A new Forrester report explores the application of social media listening tools and characterises the market.

The promise of the social web is the opportunity for organisations to listen to their audiences or publics and gain insights for business improvement.

A growing third party technology market has developed alongside social media platforms and internet publishers to address the opportunity to turn content and conversation into competitive intelligence, trends analysis and brand insight.

It’s a nascent market but one that has grown sufficiently large to attract the attention of enterprise analyst and research company Forrester. Its latest report The Forrester Wave: Social Listening Platforms, Q3 2018 examines the ten largest providers of social listening platforms.

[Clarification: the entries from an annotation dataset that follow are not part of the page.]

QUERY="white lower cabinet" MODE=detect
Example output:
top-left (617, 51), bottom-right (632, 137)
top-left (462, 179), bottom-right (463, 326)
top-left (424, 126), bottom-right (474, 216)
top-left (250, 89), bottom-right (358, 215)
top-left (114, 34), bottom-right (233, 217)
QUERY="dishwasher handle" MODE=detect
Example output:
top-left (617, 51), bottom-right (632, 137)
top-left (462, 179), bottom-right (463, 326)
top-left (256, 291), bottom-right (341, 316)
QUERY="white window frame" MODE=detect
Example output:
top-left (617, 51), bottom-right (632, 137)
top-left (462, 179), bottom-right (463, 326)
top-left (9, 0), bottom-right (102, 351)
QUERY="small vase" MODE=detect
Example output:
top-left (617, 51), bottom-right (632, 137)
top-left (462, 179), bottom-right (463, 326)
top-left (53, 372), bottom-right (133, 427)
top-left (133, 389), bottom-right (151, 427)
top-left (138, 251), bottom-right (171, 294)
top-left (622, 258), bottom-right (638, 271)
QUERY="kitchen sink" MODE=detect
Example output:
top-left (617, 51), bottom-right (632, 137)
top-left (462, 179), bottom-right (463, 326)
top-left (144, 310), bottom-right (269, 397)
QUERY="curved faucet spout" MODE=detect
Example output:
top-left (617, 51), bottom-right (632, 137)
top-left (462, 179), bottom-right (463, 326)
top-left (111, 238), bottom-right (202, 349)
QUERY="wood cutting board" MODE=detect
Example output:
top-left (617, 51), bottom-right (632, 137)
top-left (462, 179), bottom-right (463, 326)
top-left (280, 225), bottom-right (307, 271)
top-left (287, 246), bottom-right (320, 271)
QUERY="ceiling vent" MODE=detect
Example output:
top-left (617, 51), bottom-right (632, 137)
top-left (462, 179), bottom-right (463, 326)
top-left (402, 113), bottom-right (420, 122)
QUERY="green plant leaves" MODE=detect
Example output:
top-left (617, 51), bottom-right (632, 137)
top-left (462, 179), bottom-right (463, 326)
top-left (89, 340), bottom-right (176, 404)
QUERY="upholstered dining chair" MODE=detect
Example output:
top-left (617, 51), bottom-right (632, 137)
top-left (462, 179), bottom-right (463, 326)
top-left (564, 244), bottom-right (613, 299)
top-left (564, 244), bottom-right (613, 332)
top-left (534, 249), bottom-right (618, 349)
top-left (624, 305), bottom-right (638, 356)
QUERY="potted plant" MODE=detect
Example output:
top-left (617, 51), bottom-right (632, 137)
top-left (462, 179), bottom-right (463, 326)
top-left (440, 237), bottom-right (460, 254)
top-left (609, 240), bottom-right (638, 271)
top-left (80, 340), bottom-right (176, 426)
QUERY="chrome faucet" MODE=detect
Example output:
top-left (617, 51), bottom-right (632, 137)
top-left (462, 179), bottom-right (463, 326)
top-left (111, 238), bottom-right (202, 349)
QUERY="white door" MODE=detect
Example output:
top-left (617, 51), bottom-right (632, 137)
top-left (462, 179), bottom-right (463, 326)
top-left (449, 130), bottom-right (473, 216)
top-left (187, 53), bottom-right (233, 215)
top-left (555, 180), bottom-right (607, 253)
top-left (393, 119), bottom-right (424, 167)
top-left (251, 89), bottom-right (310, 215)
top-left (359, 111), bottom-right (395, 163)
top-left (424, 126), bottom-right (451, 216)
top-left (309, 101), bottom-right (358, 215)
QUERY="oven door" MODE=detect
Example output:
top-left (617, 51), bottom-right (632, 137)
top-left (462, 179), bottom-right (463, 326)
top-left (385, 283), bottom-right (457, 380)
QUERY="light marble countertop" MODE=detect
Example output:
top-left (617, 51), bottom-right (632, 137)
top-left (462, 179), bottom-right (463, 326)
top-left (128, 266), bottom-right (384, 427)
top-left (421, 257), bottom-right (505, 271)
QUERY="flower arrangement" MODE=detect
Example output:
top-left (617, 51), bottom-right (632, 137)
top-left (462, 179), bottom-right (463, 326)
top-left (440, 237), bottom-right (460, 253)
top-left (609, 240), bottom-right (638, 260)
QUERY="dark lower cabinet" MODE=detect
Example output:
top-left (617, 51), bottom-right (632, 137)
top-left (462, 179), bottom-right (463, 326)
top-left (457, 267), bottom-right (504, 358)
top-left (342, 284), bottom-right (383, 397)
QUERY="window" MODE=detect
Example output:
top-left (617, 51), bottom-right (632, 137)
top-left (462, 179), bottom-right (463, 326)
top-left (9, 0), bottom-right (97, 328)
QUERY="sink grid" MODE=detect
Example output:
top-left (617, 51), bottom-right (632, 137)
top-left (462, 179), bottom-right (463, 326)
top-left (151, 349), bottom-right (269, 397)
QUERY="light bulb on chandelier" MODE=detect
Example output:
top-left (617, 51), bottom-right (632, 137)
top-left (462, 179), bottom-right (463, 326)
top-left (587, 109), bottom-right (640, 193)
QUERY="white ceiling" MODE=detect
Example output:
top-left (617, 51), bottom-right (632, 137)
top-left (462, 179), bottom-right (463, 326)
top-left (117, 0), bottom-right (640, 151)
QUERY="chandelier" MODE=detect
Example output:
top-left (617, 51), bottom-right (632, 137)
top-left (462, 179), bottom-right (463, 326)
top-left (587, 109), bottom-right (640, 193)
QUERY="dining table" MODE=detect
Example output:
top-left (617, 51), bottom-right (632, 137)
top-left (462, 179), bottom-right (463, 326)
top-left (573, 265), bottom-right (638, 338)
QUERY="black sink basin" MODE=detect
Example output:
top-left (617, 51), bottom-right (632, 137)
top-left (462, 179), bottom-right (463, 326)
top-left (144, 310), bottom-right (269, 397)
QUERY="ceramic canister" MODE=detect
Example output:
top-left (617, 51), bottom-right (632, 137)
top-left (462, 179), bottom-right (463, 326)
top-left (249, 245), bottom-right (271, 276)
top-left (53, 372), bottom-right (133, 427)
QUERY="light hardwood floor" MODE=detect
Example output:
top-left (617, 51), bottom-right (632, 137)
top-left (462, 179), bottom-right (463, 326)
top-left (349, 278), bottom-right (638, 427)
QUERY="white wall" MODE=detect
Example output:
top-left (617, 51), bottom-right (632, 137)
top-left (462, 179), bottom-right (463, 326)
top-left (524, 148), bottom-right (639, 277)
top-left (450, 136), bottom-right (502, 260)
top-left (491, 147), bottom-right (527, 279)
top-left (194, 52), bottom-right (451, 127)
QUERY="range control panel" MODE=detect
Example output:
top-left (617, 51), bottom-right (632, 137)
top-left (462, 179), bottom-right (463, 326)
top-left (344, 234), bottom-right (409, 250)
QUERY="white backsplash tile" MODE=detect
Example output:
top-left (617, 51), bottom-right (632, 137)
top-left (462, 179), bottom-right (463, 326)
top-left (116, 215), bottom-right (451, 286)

According to Forrester, the potential of social listening lies in its ability to provide insights for use across diverse business units including customer service, market research, product development, and reputation management.

But organisations aren’t yet using social intelligence as a strategic tool. The technology is stuck firmly in public relations and marketing departments as a reputation and marketing insight tool.

Forrester’s research identifies a crowded market in which it names Sprinklr, NetBase, and Synthesio as Leaders; Crimson Hexagon, Digimind, Talkwalker, Sysomos, and Brandwatch as Strong Performers; and Linkfluence and Zignal Labs as Contenders.

A typical product offer includes social listening, audience analysis, an API service, and a visualisation dashboard. Services vary between basic queries to complex search strings.

Many vendors claim to incorporate artificial intelligence as a means of supporting human analysis and decision making but in reality this is limited to anomaly detection and learning.

Forrester says that differentiation is constrained by a limited market of data services. Most tools are reliant on third-party aggregators such as webhose.io for web content, LexisNexis or Factiva for news, and TVEyes for broadcast television.

The exception is where tool vendors such as Brandwatch, Crimson Hexagon and Sprinklr have negotiated contracted direct relationships with social media platforms, as is the case with Twitter.

To be included in Forrester’s analysis a vendor needed to earn at least $15 million in revenue from social listening technology in 2017, and serve enterprise organisations with more than 1,000 employees or $1 billion in revenues.